SoC spam-x overhaul
This idea page for the Google Summer of Code has been superseded by a new project idea: New modules for our Spam filter. This project outline is therefore only of historical interest and you can not apply for this project in future instances of the Google Summer of Code. Please see our ideas page for a current list of GSoC project ideas.
Spam-X is Geeklog's spam filter plugin. The concept is simple but has proved to be very effective:
Every post on a Geeklog site is run through Spam-X which then gives a "thumbs-up" (not spam) or "thumbs-down" (spam detected) result back to the caller. The plugin itself can easily be extended by dropping in new modules, in case the spammers are trying new tricks or new methods of spam detection become available.
The Spam-X plugin does have some issues, though:
- No second chance for false positives: A post that is flagged as spam is deleted immediately. So if the plugin happens to flag a valid post as spam, the post is lost. This can cause some frustration for users trying to submit a valid post.
- Filter list management: When following a strict filter policy, the lists per filter module tend to become long and hard to manage. The plugin also currently does not keep track of whether a filter rule is used or how often it applies to posts.
The main concepts, as outlined above, are solid and should be kept:
- extensible - easy to add new filter modules
- simple "thumbs-up" / "thumbs-down" decision
A spam filter should be easy to use and maintain. Otherwise it won't be used.
Here are some ideas about what could be changed to improve the functionality and, specifically, the maintenance:
It would make sense to add a simple use count and a last-used timestamp to every filter rule or filter module (in case the module does not store rules in the database) to keep track of which rules / modules are actually effective.
This should be accompanied by some overview to easily find effective and ineffective rules and modules.
As explained above, posts that get the "thumbs-down" are deleted immediately. There could be an option to keep flagged posts in a submission queue so that they can be approved by a moderator.
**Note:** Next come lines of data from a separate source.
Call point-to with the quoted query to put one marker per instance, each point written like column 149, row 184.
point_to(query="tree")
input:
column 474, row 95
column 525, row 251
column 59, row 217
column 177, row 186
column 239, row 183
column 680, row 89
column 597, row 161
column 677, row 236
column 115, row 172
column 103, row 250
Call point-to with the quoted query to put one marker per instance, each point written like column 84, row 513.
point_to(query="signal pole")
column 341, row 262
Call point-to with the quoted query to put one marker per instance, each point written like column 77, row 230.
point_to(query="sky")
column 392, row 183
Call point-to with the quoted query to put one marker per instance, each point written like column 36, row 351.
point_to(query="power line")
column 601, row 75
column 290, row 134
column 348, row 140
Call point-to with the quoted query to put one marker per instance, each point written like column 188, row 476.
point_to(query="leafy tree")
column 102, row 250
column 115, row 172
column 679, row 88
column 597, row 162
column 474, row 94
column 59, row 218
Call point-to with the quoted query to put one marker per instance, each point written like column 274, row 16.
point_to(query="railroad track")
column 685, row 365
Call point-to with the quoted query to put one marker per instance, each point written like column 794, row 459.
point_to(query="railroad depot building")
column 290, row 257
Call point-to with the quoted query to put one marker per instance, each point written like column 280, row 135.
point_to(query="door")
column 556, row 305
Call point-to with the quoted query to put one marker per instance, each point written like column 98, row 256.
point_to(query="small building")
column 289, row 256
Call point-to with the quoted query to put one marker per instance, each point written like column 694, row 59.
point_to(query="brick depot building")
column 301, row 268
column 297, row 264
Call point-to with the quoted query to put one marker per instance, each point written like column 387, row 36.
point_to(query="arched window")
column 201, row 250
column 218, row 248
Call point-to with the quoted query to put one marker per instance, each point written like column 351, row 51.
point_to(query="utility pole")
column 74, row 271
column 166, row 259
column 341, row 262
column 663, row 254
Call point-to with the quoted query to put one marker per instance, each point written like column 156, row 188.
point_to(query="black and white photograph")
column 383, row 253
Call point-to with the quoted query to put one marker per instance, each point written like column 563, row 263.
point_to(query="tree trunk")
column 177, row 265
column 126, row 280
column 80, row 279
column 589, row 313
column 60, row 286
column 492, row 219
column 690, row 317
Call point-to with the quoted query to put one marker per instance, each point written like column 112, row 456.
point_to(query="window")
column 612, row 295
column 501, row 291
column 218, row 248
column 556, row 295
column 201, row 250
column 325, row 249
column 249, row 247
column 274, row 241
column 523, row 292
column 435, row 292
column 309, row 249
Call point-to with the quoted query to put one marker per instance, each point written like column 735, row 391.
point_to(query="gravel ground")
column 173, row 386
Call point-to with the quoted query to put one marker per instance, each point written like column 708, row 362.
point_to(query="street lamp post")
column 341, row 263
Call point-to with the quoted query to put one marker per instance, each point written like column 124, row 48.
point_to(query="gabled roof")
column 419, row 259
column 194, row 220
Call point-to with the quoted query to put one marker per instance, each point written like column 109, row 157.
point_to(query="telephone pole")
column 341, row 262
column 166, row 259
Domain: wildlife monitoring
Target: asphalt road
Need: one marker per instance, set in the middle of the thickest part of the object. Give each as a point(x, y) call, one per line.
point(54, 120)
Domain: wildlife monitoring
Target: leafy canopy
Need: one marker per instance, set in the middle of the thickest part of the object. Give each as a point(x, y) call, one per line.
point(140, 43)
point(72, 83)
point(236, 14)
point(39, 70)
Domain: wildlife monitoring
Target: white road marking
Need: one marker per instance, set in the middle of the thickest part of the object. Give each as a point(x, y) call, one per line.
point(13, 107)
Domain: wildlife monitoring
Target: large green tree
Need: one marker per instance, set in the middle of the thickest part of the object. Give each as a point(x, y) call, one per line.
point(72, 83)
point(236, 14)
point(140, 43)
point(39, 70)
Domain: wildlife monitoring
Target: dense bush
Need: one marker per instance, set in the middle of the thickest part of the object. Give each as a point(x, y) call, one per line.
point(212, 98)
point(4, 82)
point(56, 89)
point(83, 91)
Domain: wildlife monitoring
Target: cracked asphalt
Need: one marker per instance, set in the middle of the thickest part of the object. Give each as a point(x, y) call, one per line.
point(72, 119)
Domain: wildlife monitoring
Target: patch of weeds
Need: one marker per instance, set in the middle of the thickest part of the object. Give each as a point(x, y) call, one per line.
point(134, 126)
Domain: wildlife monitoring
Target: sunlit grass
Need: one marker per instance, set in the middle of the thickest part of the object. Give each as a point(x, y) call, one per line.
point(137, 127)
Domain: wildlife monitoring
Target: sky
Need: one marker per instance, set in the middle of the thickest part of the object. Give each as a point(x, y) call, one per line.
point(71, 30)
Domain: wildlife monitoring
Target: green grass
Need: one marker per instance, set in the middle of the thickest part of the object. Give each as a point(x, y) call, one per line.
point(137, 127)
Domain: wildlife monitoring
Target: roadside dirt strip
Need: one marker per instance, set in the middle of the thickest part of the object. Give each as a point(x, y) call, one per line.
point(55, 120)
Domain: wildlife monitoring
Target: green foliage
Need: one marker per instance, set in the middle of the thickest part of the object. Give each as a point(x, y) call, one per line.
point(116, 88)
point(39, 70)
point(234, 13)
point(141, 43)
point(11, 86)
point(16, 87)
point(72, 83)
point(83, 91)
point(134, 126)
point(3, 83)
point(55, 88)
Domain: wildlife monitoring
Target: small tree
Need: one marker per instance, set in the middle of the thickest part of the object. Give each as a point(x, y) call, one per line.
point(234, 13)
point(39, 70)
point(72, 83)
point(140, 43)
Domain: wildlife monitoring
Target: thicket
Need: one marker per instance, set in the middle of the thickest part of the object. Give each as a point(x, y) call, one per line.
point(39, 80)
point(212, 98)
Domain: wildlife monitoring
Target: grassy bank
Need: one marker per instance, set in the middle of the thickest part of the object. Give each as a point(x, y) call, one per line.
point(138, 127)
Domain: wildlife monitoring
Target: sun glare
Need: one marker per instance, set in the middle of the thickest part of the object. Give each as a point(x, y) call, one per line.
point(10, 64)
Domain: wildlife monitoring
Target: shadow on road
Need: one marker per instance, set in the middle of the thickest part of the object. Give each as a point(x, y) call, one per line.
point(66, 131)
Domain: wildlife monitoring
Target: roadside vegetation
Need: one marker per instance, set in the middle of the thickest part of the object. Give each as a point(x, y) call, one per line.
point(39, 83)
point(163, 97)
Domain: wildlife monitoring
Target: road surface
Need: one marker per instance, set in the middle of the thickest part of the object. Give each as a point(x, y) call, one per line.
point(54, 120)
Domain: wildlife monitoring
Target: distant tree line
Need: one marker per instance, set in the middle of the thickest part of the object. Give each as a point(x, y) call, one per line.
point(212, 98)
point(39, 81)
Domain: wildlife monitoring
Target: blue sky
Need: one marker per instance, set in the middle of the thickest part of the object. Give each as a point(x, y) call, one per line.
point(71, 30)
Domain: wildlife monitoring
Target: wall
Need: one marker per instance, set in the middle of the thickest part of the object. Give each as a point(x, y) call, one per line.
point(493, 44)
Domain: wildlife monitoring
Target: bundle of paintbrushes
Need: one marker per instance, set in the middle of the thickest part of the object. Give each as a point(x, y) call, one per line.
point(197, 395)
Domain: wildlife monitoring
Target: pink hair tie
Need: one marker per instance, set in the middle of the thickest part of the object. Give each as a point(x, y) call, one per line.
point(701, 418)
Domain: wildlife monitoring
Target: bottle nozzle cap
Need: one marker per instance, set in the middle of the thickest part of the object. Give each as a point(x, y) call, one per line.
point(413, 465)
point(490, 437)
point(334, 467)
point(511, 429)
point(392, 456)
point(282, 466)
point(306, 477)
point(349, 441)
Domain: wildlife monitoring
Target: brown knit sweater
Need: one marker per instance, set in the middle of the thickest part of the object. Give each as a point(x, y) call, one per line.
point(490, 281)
There are some problems with this idea, though:
- due to the amount of spam, this could lead to a very long moderation queue
- Spam-X does not currently know what type the post is. In other words, Spam-X only sees the content of the post (and meta information like the HTTP headers) but it does not know whether it is a story, a comment, or some sort of post for a plugin (e.g. a forum post). This information would be needed, though, to push the post into the proper moderation queue.
The API for the Spam-X plugin, used by Geeklog and many plugins, is the
PLG_checkforSpam function. This call currently accepts two parameters: The content of the post and an integer for the action(s) to perform in case the post is considered spam.
As outlined above, it would be helpful if more information is available about a post. At the very least, the type of post (story, comment, forum post, ...) would be needed. This, however, would require an API change and will then take some time before the new API is picked up and used by third-party plugins and add-ons.
To consider: Can the type (reliably) be identified with the available information (e.g. HTTP headers)? If an API change is necessary, the plugin would still need to provide backward compatibility for the legacy API.
Installation of additional modules should be kept as simple as possible. Currently, you can simply drop new modules into the plugins/spamx directory or remove unused modules from there.
Problems with the current module concept:
- Some modules consist of more than one file (e.g. SLV support) which can cause confusion with incomplete addition / removal.
- Localization: Since the modules tend to be self-contained (everything in one file), they tend to use hard-coded texts.
It's worth considering a new module concept that allows for each module to have its own subdirectory. This would make it obvious which files belong together and would allow for addition of separate language files and files containing helper code.
UI idea: Add an option to enable / disable modules from the Spam-X administration screen.
Many of the current Spam-X modules allow filter rules to be written as regular expressions. These are usually hard to understand for less experienced users and can therefore cause false positives - or may simply not work at all.
It would be nice to have a way to test-drive new rules before adding them to the filter list. This could be a screen where the user can enter a test post (e.g. copied and pasted from a real spam post) and then try out filter rules to match the post.
Import / Export
A common scenario for the need of an export option would be when you set up a new site and want to be able to use the spam filter setup that you already have in use on another site. You can currently do that by exporting / importing the gl_spamx table, but having a more comfortable way to do that would be desirable.
One way to do this would be to provide all the information in an (RSS) feed.
There is some overlap here with the SWOT project idea. However, the import / export would be a one-time operation of all the current information, while SWOT feeds (one on each site) could then be used to keep the databases in sync. Specifically, the full export feed should probably not be a SWOT feed (due to overhead and since it may contain entries that may be site-specific and shouldn't really end up in a SWOT feed).
This is more of a technical detail: Geeklog provides list views that are sortable and can be searched. These are not currently used by the Spam-X plugin but would help make long lists of filter rules more maintainable.
Level of Difficulty
The main issues in this project are to keep the ease of use and backward compatibility.
Note: In this project, we are not looking for adding new methods of spam detection / prevention. The main goal is to overhaul the infrastructure to allow for future extensions. Of course, we won't stop anyone from implementing new modules as a proof-of-concept for the new infrastructure ...